## Decision Tree Regression Homework - Question

### Import libraries

In [None]:
# Load libraries
import pandas as pd
import numpy as np
from sklearn.tree import DecisionTreeRegressor # Import Decision Tree Regressor
from sklearn.model_selection import train_test_split 

#data pre-processing
from sklearn import preprocessing

#Decision tree visualization
from sklearn import tree

#module for accuracy calculation
from sklearn import metrics 
from sklearn.metrics import r2_score, mean_absolute_error, mean_squared_error, mean_absolute_percentage_error

#Decision tree visualization
from matplotlib import pyplot as plt

#table
from tabulate import tabulate

### Loading data 

In [None]:
df = pd.read_csv('melb_data.csv')
df.head()

## Data preprocessing

*Check for missing values
*Drop rows with empty cells

### Factors that determine the selling price of a house are:

*'Rooms', 'Type', 'Bathroom','Landsize','YearBuilt', 'Lattitude','Longtitude'

Use label encoder to transform Type column to integers

## Split data into features, target

In [None]:
# define feature variables
features = ['Rooms', 'Type', 'Bathroom','Landsize','YearBuilt', 'Lattitude','Longtitude']
x = df[features]

In [None]:
# define target variale
y=df['Price']

## Build decision tree regression model

*splitting data into 80% for training and 20% for testing and random state 1.

In [None]:
# create a regressor object
regressor = DecisionTreeRegressor(random_state = 0) 
  
# fit the regressor with X and Y data
regressor.fit(x_train, y_train)

### Making predictions using trained model

In [None]:
print(np.concatenate((y_pred.reshape(len(y_pred),1), y_test.values.reshape(len(y_test),1)),1))

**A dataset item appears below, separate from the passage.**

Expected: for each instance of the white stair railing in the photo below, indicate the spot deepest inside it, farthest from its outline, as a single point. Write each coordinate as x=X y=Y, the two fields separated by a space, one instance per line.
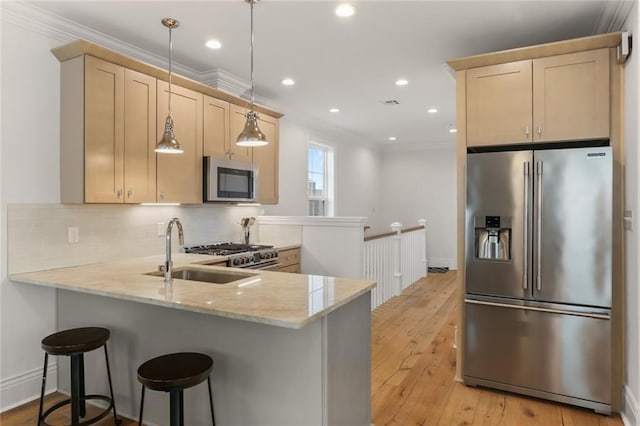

## Visualize decision tree

In [None]:
fig_Tree = plt.figure(figsize=(25,20))
_ = tree.plot_tree(regressor, 
                   feature_names=features,  
                   filled=True)

In [None]:
# Save decision tree as PNG

fig_Tree.savefig("decision_tree.png")

### Measuring the accuracy of the trained decision tree regressor model

In [None]:
#Table
#create data
data = [["r2_score", r2_score(y_test, y_pred)], 
        ["mean_squared_error", mean_squared_error(y_test, y_pred)], 
        ["mean_absolute_percentage_error", mean_absolute_percentage_error(y_test, y_pred)], 
        ["score", regressor.score(x_test, y_pred)]]
  
#define header names
col_names = [" ", "Trained Model"]
  
#display table
print(tabulate(data, headers=col_names))

### Improving the Decision Tree Classifier's Accuracy by Tuning the Hyper-Parameters¶

Applying the GridSearchCV class to find the best hyperparameters and apply cross-validation

In [None]:
# Creating a dictionary of parameters to use in GridSearchCV
from sklearn.model_selection import GridSearchCV

params = {
    'criterion':  ['squared_error', 'friedman_mse', 'absolute_error', 'poisson'],
    'max_depth':  [None, 2, 4, 6, 8, 10, 12, 14],
    'max_features': [None, 'auto', 'sqrt', 'log2', 0.2, 0.4, 0.6, 0.8],
    'splitter': ['best', 'random']
}

regressor = GridSearchCV(
    estimator=DecisionTreeRegressor(),
    param_grid=params,
    cv=5,
    n_jobs=5,
    verbose=1,
)

regressor.fit(x_train, y_train)
print(regressor.best_params_)

#### Recreating the model using optimal parameters above, evaluating our model and checking the accuracy.

*Using random state=0

### Plotting the optimal decision tree

### Comparing the results of the two models

*using r2_score, mean_square_error, mean_absolute_percentage_error and score.